The world of urticaria is a heterogeneous and complex one, “which must always be addressed with great care and attention, as urticaria can be the external and visible manifestation of a pathological condition, whether organ or systemic, which broods silently without giving macroscopic signs appreciable. Several cases of urticaria are caused by allergic reactions, although the triggering agents can be multiple: drugs, foods, pollen, mites, animal hair and dander, fungal spores, chemical substances such as drugs or contrast agents or insect venom or. contacts with stinging herbs will always be appropriate to approach an acute or chronic pattern of urticaria with an approach that is as open as possible to broad clinical options, trying where possible to overcome the often limiting concept of forms defined as ‘idiopathic’ and, in any case, always distrusting and excluding the inconclusive use of fake initiatives of inconclusive and fake intolerance tests, up to fake news”. The immunologist Mauro Minelli, professor of dietetics and human nutrition at the Lum University of Bari, takes stock of urticaria.
How is allergic reaction urticaria treated? “Some patients – the immunologist takes stock – respond well to antihistamine therapy, others may require cortisone treatment. In more complex cases there are reports on the use of biological drugs. In other published studies, patients with urticaria were examined chronic and high D-dimer levels, in which the use of anticoagulants seems to have given good results. And there are also cases of urticaria secondary to focal pathologies (dental granulomas), cases of urticaria in patients with infections such as Helicobacter pylori. , with a fair percentage of remission of urticaria after eradicating therapy. And then there are urticaria caused by parasites (helminths, pinworms, anisakis) and those that can result from physical trauma, the action of additives, dyes, or intense conditions. of emotional stress or even to a non-immunological activation of the complement”.

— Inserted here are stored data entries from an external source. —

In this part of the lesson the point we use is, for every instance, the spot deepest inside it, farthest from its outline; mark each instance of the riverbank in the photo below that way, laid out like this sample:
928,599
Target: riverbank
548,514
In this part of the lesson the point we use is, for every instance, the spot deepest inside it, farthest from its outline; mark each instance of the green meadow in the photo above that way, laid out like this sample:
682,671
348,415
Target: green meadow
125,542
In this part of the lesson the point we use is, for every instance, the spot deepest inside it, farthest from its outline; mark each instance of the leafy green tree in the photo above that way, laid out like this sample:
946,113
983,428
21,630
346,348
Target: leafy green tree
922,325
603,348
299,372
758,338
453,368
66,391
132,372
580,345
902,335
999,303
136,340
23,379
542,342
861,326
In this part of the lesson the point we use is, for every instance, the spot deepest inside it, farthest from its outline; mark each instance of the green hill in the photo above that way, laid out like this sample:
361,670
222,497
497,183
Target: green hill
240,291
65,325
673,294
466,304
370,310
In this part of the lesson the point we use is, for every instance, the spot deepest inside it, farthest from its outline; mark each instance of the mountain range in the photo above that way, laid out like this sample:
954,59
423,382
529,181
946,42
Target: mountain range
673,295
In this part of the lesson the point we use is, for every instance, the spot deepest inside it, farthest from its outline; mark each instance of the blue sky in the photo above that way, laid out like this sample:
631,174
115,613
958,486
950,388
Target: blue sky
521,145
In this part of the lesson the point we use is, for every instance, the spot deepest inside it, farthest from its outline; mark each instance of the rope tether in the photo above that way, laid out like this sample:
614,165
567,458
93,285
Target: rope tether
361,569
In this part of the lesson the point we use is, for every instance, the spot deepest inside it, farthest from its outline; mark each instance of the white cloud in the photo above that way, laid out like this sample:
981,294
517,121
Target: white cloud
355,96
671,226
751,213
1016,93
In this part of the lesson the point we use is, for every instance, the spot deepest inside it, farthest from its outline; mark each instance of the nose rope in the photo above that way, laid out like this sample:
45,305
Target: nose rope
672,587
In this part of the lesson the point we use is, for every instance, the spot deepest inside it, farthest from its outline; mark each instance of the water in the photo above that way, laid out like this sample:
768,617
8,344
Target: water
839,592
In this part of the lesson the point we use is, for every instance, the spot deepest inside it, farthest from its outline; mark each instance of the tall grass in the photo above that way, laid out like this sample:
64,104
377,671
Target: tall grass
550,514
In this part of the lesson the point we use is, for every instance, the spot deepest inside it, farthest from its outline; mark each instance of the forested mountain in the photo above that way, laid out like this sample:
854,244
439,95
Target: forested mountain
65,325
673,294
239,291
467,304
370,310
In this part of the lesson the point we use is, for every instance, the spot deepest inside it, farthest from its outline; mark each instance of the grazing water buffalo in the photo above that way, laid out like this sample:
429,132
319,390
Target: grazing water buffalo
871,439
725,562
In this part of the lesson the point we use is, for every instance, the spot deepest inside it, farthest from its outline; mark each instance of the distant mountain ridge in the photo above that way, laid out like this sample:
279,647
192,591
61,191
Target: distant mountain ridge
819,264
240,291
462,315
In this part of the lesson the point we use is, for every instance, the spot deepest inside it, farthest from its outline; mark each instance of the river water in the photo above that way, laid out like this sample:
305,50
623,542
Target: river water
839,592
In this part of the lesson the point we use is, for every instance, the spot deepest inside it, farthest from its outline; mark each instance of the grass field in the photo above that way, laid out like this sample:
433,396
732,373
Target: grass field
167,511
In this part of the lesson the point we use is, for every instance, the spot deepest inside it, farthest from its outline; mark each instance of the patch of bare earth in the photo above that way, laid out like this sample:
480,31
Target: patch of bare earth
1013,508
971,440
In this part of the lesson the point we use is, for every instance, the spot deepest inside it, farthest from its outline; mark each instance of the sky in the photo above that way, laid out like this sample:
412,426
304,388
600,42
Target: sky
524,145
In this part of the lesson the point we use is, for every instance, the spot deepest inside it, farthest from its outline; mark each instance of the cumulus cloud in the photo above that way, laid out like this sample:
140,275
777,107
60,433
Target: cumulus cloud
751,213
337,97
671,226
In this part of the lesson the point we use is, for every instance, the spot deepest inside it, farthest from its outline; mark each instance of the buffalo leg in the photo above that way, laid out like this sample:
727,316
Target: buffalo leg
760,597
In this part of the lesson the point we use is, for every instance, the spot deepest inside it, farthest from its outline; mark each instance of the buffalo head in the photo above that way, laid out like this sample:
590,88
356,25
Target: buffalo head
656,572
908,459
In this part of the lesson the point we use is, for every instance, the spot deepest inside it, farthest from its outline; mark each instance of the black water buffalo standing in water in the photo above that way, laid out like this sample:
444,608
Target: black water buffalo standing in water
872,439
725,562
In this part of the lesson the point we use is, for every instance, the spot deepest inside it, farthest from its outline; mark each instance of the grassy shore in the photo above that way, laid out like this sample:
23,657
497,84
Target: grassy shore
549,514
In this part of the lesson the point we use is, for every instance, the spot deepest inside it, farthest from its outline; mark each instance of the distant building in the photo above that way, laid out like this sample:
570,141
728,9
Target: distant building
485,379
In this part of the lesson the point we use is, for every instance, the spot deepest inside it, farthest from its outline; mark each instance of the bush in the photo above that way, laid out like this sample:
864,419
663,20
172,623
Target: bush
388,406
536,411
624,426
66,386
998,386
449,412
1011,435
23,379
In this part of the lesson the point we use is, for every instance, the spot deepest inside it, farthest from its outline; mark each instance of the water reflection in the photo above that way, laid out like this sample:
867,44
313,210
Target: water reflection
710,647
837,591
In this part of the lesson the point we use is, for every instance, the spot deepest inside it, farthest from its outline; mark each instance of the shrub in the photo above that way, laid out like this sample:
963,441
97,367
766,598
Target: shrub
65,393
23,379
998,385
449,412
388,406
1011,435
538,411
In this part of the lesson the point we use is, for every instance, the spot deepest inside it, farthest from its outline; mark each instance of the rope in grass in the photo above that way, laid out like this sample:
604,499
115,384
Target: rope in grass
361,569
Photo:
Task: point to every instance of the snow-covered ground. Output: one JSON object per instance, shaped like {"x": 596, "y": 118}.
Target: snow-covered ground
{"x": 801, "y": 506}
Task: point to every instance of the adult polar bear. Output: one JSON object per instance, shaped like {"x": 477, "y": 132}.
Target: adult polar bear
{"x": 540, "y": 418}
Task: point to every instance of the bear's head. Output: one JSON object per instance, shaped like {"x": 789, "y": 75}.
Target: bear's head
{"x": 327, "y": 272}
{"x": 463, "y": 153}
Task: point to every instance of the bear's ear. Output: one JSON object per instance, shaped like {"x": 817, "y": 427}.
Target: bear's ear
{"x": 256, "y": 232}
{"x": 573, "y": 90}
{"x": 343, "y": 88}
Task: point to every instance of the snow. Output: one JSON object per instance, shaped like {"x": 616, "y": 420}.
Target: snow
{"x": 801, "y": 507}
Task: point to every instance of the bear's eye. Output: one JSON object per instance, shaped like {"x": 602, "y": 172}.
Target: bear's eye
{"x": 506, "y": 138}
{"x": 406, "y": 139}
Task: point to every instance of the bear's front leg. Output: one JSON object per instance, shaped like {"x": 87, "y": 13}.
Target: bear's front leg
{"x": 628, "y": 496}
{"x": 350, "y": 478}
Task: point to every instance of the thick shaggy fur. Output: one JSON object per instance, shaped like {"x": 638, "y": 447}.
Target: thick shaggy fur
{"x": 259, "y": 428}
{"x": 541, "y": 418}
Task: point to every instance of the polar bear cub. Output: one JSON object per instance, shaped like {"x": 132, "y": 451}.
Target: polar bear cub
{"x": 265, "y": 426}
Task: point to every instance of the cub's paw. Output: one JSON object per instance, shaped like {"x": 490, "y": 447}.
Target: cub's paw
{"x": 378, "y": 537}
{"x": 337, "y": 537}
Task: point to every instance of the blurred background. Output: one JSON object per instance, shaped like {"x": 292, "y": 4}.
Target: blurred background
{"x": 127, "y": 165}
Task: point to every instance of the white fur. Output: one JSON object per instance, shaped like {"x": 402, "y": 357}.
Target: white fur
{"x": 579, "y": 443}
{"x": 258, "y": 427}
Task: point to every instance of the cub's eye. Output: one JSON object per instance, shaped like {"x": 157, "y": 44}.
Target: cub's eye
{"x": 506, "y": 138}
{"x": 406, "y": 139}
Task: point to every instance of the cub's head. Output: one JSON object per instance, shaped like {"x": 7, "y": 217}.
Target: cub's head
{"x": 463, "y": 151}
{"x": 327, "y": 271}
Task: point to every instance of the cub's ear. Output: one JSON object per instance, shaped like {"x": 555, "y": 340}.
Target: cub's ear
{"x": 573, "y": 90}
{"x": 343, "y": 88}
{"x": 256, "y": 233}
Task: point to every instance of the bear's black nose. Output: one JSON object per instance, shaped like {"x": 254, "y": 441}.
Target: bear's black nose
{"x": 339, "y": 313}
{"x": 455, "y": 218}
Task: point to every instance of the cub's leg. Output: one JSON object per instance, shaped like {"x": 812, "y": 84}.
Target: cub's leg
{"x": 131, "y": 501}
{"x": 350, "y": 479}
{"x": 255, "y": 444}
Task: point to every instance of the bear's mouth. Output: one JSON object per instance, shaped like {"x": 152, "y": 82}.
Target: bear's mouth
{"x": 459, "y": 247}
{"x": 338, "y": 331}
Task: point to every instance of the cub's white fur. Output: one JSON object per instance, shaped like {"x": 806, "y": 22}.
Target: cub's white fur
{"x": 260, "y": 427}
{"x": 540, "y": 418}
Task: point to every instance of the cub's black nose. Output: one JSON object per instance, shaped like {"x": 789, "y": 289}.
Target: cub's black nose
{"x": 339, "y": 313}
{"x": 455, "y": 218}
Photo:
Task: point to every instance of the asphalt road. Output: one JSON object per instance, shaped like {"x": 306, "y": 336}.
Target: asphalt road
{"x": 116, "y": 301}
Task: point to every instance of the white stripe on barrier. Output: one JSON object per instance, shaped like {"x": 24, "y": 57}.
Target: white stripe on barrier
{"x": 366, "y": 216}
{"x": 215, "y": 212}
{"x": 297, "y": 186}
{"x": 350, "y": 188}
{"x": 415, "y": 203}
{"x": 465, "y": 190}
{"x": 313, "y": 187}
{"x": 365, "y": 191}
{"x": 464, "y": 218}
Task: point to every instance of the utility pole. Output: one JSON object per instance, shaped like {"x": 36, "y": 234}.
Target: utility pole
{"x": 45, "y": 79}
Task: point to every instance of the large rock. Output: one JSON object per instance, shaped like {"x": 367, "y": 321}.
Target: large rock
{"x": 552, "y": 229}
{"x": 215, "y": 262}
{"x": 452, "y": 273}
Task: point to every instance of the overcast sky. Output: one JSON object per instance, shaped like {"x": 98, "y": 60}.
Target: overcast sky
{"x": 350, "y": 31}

“On the clinical side, urticaria, which when it regresses within 6 weeks of onset is defined as ‘acute’ – specifies Minelli – is characterized by the sudden appearance of ‘wheals’ which vary in number and location. These are fleeting red and itchy eruptions , of different shapes and sizes ranging from a few millimeters to a few centimeters in diameter. Generally the wheals appear in a rounded shape, or in the form of large rings and patches. They usually disappear more or less quickly and then reappear in bursts subsequent, accompanied by itching, in various body sites, on the eyelids, auricles, genital organs, hands, feet, together with the wheals, swelling of the tissues (angioedema) may coexist which is little or not at all itchy but often painful.” .
“Sometimes extensive urticaria can be associated with systemic manifestations of a cardiovascular type (hypotension up to shock), respiratory (dyspnoea, cough) or gastrointestinal (abdominal pain, diarrhoea, vomiting) – warns the immunologist – In some cases of chronic urticaria it can It may also be useful to explore the thyroid, considering that the thyroid hormones tetra-iodothyronine or thyroxine (T4) and tri-iodothyronine (T3) also play an important role in maintaining normal skin functions, in particular oxygen consumption, protein synthesis , mitoses, skin thickness, hair growth and normal sebum secretion. It follows – concludes Minelli – that any alterations of the skin and its appendages could be associated with malfunctions of the thyroid and in particular with hyperthyroidism or a hypothyroidism, perhaps due to autoimmune diseases affecting the gland”.